Venus in 2014 Observed Unpredicted Low Temperatures

With the constant revolution of all the planets and changing weather throughout the solar systems, astronomers and cosmonauts in June of 2014 were not surprise with the latest findings identified by Unified Aerospace and Astrophysics team that Venus actually observed unexpected low temperatures. Those aerial locations had temperatures ranging as low as 210 ºF. These parts of Venus are located mostly on its’ mountainous highest reefs in the East of the planet where presume to have waterfalls.

The mission was made possible by the combine efforts from TAA (The Aerospace and Astrophysics), SST (Satellite Space Telescope) and UAA (Unified Aeronautics and Astronautics) experts and committee members who reported transmitted the data from both satellites and radio frequencies diligently to actually document signals captured during the entire mission.

Venus is said to be positioned when viewed from above, on its axis the opposite way that most planets rotate. That means on Venus, the sun would appear to rise in the west and set in the east. On Earth, the sun appears to rise in the east and set in the west.

The Venusian year — the time it takes to orbit the sun — is about 225 Earth days long. Normally, that would mean that days on Venus would be longer than years. However, because of Venus’ curious retrograde rotation, the time from one sunrise to the next is only about 117 Earth days long.

Venus gravitational pull from it’s center of gravity as it orbits the sun is far extended compare to that of earth at variant angles. It should also be noted that roughly 2/3 percent of the Venusian surface is covered by flat, smooth plains that are marred by thousands of volcanoes, ranging from about 0.5 to 150 miles (0.8 to 240 kilometers) wide, lava flows, causing carving long, winding canals up to more than 3,000 miles (5,000 km) in length, longer than on any other planet.
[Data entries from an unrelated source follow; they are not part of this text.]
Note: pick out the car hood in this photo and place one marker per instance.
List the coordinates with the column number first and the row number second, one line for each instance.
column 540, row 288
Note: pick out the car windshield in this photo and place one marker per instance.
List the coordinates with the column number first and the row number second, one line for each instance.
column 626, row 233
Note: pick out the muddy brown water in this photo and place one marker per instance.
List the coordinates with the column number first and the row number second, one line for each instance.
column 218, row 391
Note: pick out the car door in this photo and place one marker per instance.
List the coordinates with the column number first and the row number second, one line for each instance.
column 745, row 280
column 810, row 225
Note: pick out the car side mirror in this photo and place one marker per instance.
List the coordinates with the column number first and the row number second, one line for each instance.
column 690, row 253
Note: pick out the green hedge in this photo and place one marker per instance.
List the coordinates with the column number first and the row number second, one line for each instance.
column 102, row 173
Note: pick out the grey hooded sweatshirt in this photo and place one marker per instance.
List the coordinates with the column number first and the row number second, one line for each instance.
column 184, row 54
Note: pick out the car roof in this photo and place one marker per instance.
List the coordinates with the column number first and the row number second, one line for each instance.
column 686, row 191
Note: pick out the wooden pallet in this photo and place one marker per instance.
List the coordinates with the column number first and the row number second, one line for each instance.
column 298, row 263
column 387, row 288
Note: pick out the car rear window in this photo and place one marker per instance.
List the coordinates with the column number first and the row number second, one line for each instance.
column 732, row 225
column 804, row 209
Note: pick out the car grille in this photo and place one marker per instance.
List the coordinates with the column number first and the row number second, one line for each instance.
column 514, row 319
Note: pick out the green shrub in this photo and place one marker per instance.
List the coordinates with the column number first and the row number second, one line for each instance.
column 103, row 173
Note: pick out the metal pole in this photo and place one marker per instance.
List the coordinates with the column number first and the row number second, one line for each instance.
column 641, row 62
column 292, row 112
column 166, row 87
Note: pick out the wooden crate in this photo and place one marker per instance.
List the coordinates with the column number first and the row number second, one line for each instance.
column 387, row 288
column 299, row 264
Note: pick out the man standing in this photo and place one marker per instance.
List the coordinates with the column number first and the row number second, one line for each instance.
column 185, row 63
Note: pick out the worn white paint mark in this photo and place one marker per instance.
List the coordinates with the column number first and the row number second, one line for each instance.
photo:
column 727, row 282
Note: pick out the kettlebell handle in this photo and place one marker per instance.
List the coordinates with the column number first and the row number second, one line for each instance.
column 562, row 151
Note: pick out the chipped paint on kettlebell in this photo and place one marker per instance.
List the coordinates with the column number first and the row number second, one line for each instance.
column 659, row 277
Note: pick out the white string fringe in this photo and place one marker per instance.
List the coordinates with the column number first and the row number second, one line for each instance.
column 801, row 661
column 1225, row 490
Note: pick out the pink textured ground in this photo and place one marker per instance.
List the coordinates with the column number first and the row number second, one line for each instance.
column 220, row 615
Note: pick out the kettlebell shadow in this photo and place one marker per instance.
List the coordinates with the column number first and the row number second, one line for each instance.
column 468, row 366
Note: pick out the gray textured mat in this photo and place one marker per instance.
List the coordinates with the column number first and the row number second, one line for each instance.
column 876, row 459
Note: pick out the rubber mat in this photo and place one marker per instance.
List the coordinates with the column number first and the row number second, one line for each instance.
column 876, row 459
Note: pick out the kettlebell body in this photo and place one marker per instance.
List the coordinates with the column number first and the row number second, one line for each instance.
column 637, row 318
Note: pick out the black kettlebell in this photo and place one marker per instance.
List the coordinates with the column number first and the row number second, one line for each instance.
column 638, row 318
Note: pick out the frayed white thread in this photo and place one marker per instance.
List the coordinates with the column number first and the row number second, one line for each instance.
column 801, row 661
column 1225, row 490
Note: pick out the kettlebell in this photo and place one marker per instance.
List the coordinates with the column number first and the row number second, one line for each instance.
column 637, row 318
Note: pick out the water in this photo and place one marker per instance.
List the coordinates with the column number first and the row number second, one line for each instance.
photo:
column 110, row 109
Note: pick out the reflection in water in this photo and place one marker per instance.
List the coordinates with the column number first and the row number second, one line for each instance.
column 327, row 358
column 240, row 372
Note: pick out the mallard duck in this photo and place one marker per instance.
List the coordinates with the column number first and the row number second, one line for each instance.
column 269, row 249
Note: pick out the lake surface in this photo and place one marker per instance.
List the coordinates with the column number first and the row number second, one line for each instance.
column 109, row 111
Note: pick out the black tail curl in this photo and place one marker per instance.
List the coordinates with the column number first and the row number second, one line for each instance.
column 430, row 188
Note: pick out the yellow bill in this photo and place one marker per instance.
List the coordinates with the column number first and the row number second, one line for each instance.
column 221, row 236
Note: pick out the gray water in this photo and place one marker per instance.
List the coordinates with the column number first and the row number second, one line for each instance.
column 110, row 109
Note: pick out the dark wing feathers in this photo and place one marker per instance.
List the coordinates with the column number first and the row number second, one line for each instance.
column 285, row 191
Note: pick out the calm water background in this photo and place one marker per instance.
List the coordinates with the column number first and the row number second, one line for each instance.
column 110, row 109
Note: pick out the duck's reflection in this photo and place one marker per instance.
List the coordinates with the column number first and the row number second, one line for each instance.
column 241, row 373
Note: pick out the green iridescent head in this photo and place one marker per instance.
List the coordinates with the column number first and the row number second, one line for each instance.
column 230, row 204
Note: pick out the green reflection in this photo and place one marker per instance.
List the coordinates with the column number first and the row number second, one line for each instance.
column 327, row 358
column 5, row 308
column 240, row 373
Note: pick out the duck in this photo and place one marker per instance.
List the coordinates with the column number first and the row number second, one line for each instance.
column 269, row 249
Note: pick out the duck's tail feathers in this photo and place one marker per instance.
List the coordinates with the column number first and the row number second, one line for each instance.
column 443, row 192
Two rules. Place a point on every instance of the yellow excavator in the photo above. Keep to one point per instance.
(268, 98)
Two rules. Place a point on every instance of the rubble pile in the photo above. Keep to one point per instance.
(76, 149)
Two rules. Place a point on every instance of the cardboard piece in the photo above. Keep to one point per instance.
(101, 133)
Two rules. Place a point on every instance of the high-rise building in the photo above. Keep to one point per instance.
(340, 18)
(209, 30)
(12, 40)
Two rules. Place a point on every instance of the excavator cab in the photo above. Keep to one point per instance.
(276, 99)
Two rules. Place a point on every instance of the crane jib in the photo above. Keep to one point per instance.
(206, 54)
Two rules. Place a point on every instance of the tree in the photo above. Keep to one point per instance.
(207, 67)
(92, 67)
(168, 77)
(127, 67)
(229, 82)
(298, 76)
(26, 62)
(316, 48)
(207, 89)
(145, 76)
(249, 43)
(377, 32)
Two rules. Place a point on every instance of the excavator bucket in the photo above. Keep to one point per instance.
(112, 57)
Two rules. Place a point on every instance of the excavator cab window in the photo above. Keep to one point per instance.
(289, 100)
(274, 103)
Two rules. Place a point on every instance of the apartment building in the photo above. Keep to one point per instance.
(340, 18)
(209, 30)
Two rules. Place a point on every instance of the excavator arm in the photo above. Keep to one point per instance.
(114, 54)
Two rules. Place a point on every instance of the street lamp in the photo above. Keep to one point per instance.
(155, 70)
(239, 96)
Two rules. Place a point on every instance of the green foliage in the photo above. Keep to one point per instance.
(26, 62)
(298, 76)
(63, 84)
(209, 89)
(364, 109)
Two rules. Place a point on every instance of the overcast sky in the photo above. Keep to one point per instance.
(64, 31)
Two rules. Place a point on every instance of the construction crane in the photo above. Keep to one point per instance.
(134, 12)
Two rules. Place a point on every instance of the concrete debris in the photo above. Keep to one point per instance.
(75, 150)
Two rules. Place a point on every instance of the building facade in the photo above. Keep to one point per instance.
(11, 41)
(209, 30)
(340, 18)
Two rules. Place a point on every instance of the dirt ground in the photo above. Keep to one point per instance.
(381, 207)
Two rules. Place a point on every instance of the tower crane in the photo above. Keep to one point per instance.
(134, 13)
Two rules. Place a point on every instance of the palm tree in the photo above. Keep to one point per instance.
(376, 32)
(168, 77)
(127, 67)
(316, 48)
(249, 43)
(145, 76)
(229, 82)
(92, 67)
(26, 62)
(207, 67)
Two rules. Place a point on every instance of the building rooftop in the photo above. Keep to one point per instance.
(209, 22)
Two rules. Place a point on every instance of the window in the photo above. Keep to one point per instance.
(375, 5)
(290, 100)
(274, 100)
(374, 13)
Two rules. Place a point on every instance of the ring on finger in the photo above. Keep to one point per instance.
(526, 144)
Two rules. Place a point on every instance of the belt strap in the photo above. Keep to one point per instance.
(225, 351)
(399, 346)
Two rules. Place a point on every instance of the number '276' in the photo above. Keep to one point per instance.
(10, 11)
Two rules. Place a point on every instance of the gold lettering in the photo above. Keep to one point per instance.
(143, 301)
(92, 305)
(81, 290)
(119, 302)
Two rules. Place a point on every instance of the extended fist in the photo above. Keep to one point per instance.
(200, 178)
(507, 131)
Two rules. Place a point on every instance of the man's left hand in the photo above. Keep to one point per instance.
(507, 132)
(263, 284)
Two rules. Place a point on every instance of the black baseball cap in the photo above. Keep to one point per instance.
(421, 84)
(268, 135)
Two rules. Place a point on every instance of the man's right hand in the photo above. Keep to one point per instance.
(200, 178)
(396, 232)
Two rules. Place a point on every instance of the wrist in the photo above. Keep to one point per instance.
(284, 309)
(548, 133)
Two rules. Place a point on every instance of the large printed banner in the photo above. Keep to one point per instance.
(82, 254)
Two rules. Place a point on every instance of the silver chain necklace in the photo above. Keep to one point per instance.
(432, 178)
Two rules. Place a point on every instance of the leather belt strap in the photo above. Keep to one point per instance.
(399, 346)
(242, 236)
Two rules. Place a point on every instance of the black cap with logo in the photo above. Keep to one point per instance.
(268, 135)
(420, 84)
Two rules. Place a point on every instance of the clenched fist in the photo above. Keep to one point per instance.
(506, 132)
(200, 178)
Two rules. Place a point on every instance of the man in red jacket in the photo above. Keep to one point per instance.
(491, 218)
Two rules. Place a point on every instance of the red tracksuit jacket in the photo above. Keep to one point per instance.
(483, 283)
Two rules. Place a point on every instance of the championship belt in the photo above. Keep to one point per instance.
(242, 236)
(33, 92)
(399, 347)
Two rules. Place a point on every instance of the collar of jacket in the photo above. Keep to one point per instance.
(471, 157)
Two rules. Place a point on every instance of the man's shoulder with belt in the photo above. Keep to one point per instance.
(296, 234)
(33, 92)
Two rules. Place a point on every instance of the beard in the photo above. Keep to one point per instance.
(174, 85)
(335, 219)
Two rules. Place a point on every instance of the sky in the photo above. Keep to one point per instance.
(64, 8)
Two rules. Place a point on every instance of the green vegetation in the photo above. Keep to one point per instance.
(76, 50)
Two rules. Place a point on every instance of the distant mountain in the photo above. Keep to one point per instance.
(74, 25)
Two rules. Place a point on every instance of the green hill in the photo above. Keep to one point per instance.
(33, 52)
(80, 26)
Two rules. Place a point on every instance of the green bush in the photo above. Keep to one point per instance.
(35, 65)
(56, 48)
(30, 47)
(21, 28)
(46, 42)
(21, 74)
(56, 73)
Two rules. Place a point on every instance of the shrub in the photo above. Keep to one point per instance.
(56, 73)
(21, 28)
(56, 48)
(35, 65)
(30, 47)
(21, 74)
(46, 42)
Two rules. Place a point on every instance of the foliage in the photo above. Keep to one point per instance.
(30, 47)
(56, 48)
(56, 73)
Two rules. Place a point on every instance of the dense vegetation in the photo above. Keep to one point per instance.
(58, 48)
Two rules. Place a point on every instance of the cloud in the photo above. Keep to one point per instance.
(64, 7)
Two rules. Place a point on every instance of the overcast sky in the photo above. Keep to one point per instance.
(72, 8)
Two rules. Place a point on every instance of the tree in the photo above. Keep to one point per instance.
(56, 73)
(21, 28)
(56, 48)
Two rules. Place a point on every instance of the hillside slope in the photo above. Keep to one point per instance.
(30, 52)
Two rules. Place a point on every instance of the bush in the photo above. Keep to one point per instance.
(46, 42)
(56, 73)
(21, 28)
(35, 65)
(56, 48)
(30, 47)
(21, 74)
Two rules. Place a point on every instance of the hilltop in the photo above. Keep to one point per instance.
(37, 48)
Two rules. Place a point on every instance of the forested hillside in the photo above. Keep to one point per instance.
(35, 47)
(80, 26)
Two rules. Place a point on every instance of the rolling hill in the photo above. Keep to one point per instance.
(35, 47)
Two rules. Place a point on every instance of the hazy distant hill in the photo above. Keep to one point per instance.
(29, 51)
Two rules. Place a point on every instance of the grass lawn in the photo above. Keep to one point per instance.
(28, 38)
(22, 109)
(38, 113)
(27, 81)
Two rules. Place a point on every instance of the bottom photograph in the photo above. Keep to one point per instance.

astrological readings of venus and earth

Inert gases produce during mountainous volcano such as helium, carbon dioxide and nitrite oxide reduces with time leaving the planet less vigorous and stable with winds ranging from 180 mph (290 kph). It’s not surprise that there have been instances where the very top layer of Venus’ clouds zip around the planet every four Earth days, propelled by hurricane-force winds traveling roughly 224 mph (360 kph) with an escape velocity of 10.36 km/s. This super-rotation of the planet’s atmosphere, some 60 times faster than Venus itself rotates, may be one of Venus’ biggest mysteries. The winds at the planet’s surface are much slower, estimated to be just a few miles per hour.


An image of the Satellite Space Telescope 2014 during the mission escaping the earth’s orbital peripheral coordinates into revolution spherical space.

Six mountainous regions make up about one-third percent of the Venusian surface. One mountain range, of about 540 miles (870 km) long and reaches up to some 7 miles (11.3 km) high, making it the highest feature on the planet.